Mr Modi’s New Year “gift” to the public can be grouped in three broad categories: (i) interest subsidy on home loans, farm loans and on term deposits by senior citizens; (ii) credit guarantees and enhanced credit limits for small businesses; and (iii) cash transfers to expectant mothers. The intended beneficiaries of these schemes are the low-income people, small businesses and farmers, senior citizens and expectant mothers.
An examination of the scheme suggests continuity of pro-poor and pro-development thrust of the Modi government. For example, housing for low-income people, both in rural and urban areas, has been high on
Mr Modi’s development agenda.

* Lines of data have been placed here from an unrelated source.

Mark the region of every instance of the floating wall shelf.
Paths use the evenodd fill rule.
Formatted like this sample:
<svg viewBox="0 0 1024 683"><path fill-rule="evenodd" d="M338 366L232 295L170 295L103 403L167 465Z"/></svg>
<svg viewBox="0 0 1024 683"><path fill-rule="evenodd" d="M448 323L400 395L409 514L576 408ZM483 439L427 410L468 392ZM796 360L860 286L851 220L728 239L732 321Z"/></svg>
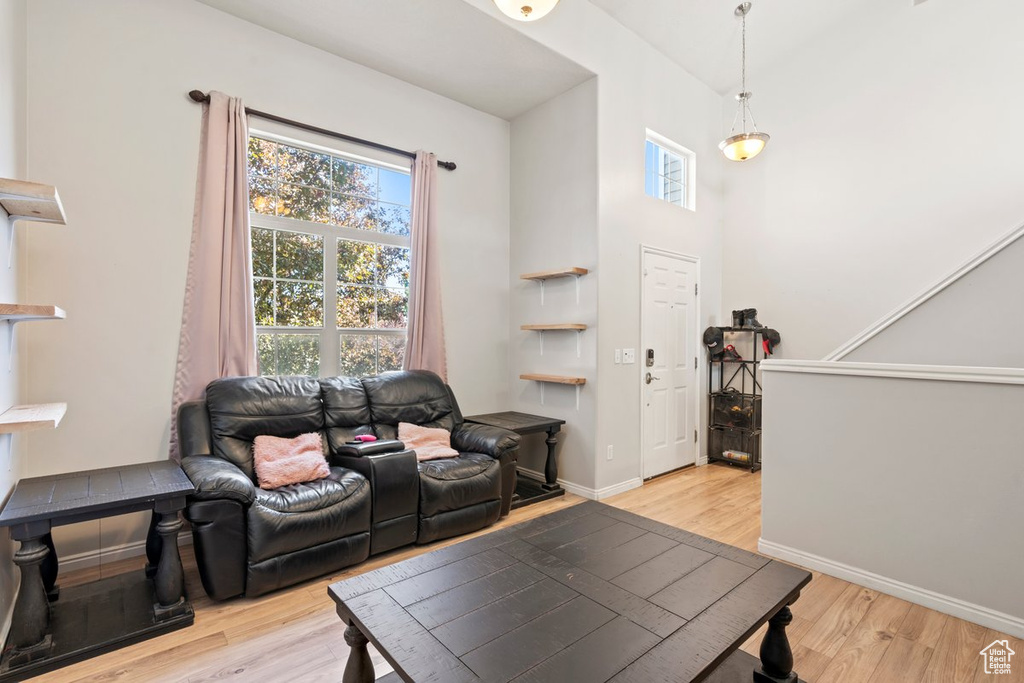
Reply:
<svg viewBox="0 0 1024 683"><path fill-rule="evenodd" d="M544 355L544 333L545 332L575 332L576 333L576 357L582 355L581 334L587 326L583 323L553 323L550 325L520 325L519 329L529 332L537 332L540 340L540 355Z"/></svg>
<svg viewBox="0 0 1024 683"><path fill-rule="evenodd" d="M582 332L587 329L587 326L583 323L555 323L553 325L520 325L521 330L534 330L536 332L547 332L549 330L573 330L575 332Z"/></svg>
<svg viewBox="0 0 1024 683"><path fill-rule="evenodd" d="M7 219L65 225L64 207L53 185L0 178L0 207Z"/></svg>
<svg viewBox="0 0 1024 683"><path fill-rule="evenodd" d="M573 386L576 388L576 410L580 409L580 387L587 383L586 377L567 377L565 375L542 375L542 374L524 374L519 375L519 379L525 379L530 382L540 383L540 404L544 405L544 385L546 384L562 384Z"/></svg>
<svg viewBox="0 0 1024 683"><path fill-rule="evenodd" d="M0 208L7 214L7 267L14 253L14 224L17 221L66 225L64 206L53 185L0 178Z"/></svg>
<svg viewBox="0 0 1024 683"><path fill-rule="evenodd" d="M33 304L0 304L0 320L20 323L26 320L63 320L67 313L57 306Z"/></svg>
<svg viewBox="0 0 1024 683"><path fill-rule="evenodd" d="M524 273L519 276L520 280L533 280L534 282L540 283L540 305L544 305L544 283L547 280L556 280L561 277L571 277L576 279L576 305L580 303L580 277L586 275L590 271L586 268L579 268L573 266L571 268L559 268L557 270L542 270L538 273Z"/></svg>
<svg viewBox="0 0 1024 683"><path fill-rule="evenodd" d="M525 379L531 382L545 382L547 384L572 384L575 386L587 383L586 377L566 377L564 375L525 374L519 375L519 379Z"/></svg>
<svg viewBox="0 0 1024 683"><path fill-rule="evenodd" d="M67 403L14 406L0 414L0 434L28 432L33 429L54 429L60 424L67 409Z"/></svg>
<svg viewBox="0 0 1024 683"><path fill-rule="evenodd" d="M519 278L521 280L554 280L560 277L579 277L589 272L586 268L559 268L558 270L542 270L539 273L525 273Z"/></svg>
<svg viewBox="0 0 1024 683"><path fill-rule="evenodd" d="M14 359L14 325L29 320L63 320L63 308L32 304L0 304L0 320L7 321L7 370Z"/></svg>

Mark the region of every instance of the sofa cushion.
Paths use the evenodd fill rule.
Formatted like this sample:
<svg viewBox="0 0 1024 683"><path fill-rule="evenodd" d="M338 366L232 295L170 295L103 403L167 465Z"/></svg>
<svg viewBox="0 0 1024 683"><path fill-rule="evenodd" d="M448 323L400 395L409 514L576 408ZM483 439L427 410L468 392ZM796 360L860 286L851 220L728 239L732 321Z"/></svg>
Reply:
<svg viewBox="0 0 1024 683"><path fill-rule="evenodd" d="M248 559L262 562L369 529L369 482L332 467L326 479L256 490L248 510Z"/></svg>
<svg viewBox="0 0 1024 683"><path fill-rule="evenodd" d="M294 439L261 434L252 444L252 462L261 489L323 479L331 473L324 458L324 440L316 432Z"/></svg>
<svg viewBox="0 0 1024 683"><path fill-rule="evenodd" d="M399 422L443 427L449 432L462 422L448 387L432 372L385 372L364 377L362 382L378 438L397 439Z"/></svg>
<svg viewBox="0 0 1024 683"><path fill-rule="evenodd" d="M324 428L320 384L311 377L228 377L206 387L213 454L255 481L252 443Z"/></svg>
<svg viewBox="0 0 1024 683"><path fill-rule="evenodd" d="M399 422L398 438L406 448L416 451L416 459L420 462L459 457L459 452L452 448L452 433L443 427L421 427Z"/></svg>
<svg viewBox="0 0 1024 683"><path fill-rule="evenodd" d="M498 461L482 453L418 463L420 516L458 510L501 498Z"/></svg>
<svg viewBox="0 0 1024 683"><path fill-rule="evenodd" d="M370 404L358 377L325 377L320 380L324 426L331 455L358 434L373 434Z"/></svg>

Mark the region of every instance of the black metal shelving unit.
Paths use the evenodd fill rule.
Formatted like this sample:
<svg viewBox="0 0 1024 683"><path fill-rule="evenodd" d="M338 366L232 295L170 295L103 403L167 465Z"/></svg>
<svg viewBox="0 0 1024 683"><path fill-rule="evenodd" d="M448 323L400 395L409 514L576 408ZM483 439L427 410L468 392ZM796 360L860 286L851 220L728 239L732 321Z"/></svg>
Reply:
<svg viewBox="0 0 1024 683"><path fill-rule="evenodd" d="M751 355L728 360L708 358L708 462L761 469L761 378L764 360L762 340L767 328L722 327L727 334L741 334L733 345ZM749 340L749 346L747 341ZM760 356L760 357L759 357Z"/></svg>

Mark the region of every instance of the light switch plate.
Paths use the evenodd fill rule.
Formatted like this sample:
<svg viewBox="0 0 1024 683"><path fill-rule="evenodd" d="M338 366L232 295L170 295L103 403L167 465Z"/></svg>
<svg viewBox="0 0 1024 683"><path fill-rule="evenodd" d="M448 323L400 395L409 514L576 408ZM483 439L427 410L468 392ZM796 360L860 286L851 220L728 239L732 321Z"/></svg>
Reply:
<svg viewBox="0 0 1024 683"><path fill-rule="evenodd" d="M616 363L621 363L622 362L622 349L615 349L615 362Z"/></svg>
<svg viewBox="0 0 1024 683"><path fill-rule="evenodd" d="M636 349L622 349L622 362L625 364L636 362Z"/></svg>

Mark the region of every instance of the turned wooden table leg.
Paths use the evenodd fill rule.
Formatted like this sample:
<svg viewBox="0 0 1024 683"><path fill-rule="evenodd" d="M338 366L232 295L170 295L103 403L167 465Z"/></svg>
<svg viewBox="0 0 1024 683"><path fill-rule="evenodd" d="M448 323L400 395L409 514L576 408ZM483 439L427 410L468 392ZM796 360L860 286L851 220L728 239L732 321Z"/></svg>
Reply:
<svg viewBox="0 0 1024 683"><path fill-rule="evenodd" d="M544 483L541 486L548 491L557 491L558 485L558 457L555 455L555 446L558 444L558 427L548 429L548 438L544 443L548 445L548 459L544 463Z"/></svg>
<svg viewBox="0 0 1024 683"><path fill-rule="evenodd" d="M160 566L160 554L163 552L163 539L156 525L160 523L160 515L154 512L149 517L149 532L146 534L146 576L153 578Z"/></svg>
<svg viewBox="0 0 1024 683"><path fill-rule="evenodd" d="M8 645L9 664L31 662L49 654L51 639L46 632L50 625L50 601L46 598L41 565L50 549L41 537L19 539L21 547L14 553L14 563L21 570L21 589L11 615Z"/></svg>
<svg viewBox="0 0 1024 683"><path fill-rule="evenodd" d="M370 641L355 624L349 623L345 629L345 642L352 650L348 653L342 683L373 683L373 662L370 661L370 653L366 651L366 644Z"/></svg>
<svg viewBox="0 0 1024 683"><path fill-rule="evenodd" d="M761 641L761 670L754 672L757 683L792 683L797 680L793 671L793 650L786 637L786 627L793 621L793 613L785 606L768 620L768 632Z"/></svg>
<svg viewBox="0 0 1024 683"><path fill-rule="evenodd" d="M43 588L46 589L46 597L50 602L55 602L60 597L60 586L57 585L57 574L60 572L60 562L57 560L57 549L53 546L53 536L43 536L43 545L50 551L43 558L39 565L39 571L43 575Z"/></svg>
<svg viewBox="0 0 1024 683"><path fill-rule="evenodd" d="M160 536L160 564L157 565L156 577L153 579L157 599L153 612L158 620L177 616L187 609L185 572L178 553L178 532L182 526L178 511L183 507L184 500L180 501L180 506L172 502L155 509L160 515L156 525L156 532Z"/></svg>

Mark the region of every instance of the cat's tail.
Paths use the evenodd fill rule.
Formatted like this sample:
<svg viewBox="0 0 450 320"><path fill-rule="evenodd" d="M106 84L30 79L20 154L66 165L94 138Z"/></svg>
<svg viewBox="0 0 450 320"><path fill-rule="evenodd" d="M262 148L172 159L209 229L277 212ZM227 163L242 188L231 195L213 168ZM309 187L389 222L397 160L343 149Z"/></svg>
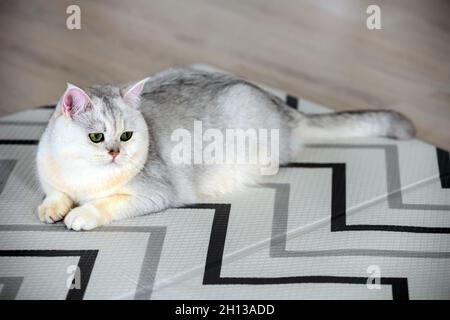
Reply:
<svg viewBox="0 0 450 320"><path fill-rule="evenodd" d="M295 131L304 142L376 136L411 139L416 134L411 120L387 110L302 114Z"/></svg>

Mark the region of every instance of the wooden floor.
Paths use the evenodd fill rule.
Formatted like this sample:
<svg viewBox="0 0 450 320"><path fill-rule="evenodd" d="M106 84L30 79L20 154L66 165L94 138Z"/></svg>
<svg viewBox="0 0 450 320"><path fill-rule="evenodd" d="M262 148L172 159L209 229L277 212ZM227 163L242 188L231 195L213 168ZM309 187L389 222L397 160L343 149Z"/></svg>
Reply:
<svg viewBox="0 0 450 320"><path fill-rule="evenodd" d="M81 7L81 30L66 8ZM381 30L366 8L381 7ZM450 149L450 1L0 2L0 115L65 83L121 83L208 63L336 110L390 108Z"/></svg>

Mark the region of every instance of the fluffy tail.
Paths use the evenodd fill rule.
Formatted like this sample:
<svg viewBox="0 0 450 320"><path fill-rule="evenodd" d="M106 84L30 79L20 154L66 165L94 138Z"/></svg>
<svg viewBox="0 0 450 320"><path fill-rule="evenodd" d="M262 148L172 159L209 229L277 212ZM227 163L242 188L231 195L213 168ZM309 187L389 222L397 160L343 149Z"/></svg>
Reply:
<svg viewBox="0 0 450 320"><path fill-rule="evenodd" d="M344 111L325 114L303 114L298 127L300 138L340 139L385 136L411 139L416 134L413 123L395 111Z"/></svg>

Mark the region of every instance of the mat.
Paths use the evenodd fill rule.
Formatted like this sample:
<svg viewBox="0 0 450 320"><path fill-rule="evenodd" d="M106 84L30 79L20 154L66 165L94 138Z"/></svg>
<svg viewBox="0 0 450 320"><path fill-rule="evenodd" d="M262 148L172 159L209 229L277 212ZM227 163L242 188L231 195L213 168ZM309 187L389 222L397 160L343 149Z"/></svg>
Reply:
<svg viewBox="0 0 450 320"><path fill-rule="evenodd" d="M317 141L259 187L74 232L35 215L53 110L0 118L0 299L450 298L447 151Z"/></svg>

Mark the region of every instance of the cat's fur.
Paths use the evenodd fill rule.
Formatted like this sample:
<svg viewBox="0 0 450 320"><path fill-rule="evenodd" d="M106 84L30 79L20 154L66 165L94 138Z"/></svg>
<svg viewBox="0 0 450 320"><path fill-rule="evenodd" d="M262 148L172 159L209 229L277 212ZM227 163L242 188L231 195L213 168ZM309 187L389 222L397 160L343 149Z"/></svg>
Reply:
<svg viewBox="0 0 450 320"><path fill-rule="evenodd" d="M47 223L89 230L113 220L198 202L257 179L254 167L177 165L177 128L279 129L280 164L309 139L387 136L407 139L412 123L392 111L306 115L234 76L177 68L123 88L68 85L39 143L37 167L46 193L38 208ZM119 140L133 131L129 141ZM102 132L93 143L88 134ZM112 162L109 150L120 150Z"/></svg>

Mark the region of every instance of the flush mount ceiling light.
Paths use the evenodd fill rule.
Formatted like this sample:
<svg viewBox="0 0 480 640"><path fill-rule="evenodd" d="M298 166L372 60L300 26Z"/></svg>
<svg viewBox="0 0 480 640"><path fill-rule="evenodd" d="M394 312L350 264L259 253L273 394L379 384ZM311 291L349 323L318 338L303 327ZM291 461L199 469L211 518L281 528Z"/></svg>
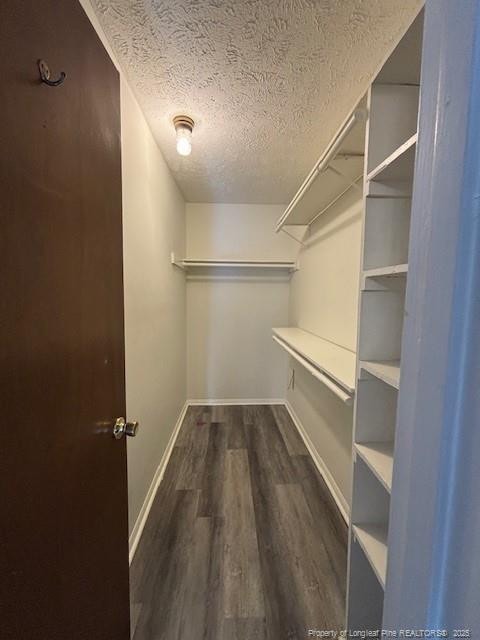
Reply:
<svg viewBox="0 0 480 640"><path fill-rule="evenodd" d="M173 126L177 132L177 151L181 156L189 156L192 151L192 118L189 116L175 116Z"/></svg>

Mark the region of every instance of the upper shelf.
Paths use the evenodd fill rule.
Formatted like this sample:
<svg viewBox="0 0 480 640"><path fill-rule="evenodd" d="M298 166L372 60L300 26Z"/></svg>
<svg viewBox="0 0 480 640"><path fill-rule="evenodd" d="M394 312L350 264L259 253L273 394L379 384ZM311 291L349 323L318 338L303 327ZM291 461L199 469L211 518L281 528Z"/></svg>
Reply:
<svg viewBox="0 0 480 640"><path fill-rule="evenodd" d="M343 123L277 222L310 225L363 176L365 100Z"/></svg>
<svg viewBox="0 0 480 640"><path fill-rule="evenodd" d="M355 392L355 354L352 351L296 327L273 329L273 334L348 394Z"/></svg>

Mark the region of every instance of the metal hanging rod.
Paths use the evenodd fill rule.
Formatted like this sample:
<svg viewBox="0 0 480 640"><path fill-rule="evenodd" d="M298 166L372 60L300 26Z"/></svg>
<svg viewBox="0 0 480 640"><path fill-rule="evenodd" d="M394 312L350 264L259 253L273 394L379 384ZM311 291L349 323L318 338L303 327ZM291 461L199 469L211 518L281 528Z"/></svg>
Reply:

Interest subsidy is a clever way to encourage people to seek home loans to buy or build homes for themselves and their families. Further, the Modi government’s ambitious target of “housing for all” by 2022 just got a little tougher with his recent announcement of adding 33 per cent more houses in villages under the Pradhan Mantri Gramin Awas Yojana.
Similarly, schemes aimed at promotion of small businesses are in keeping with the Modi government’s thrust on employment creation. Given the multitude of small businesses across the country, and their role in employment generation, doubling of credit guarantee to Rs 2 crores and raising of cash credit limits will only make it easier for such businesses to run their operations.
The extent of subsidy that these schemes would entail is not known as this would depend on their scale-up and uptake. But their analysis suggests that these are certainly not designed in a reckless manner as to create unreasonable burden on the exchequer. These are not doles but “smart” subsidies with a strong rationale behind them.
However, the scheme of cash transfer of Rs 6,000 to expectant mothers is an odd one on the list. If it were just a maternity benefit scheme, it is fine. But the scheme is actually aimed at improving maternal and child health outcomes. Now improvement in these outcomes is also dependent on the public healthcare delivery system, which we all know is not in good shape, specially in rural and remote areas. Yet, its inclusion may have been to lend some weight to the package announced by the PM.
All attention is now focused on the forthcoming Budget, which is also the first Budget post-demonetisation. It would be interesting to watch how the government proposes to allocate collections under the Pradhan Mantri Garib Kalyan Yojana.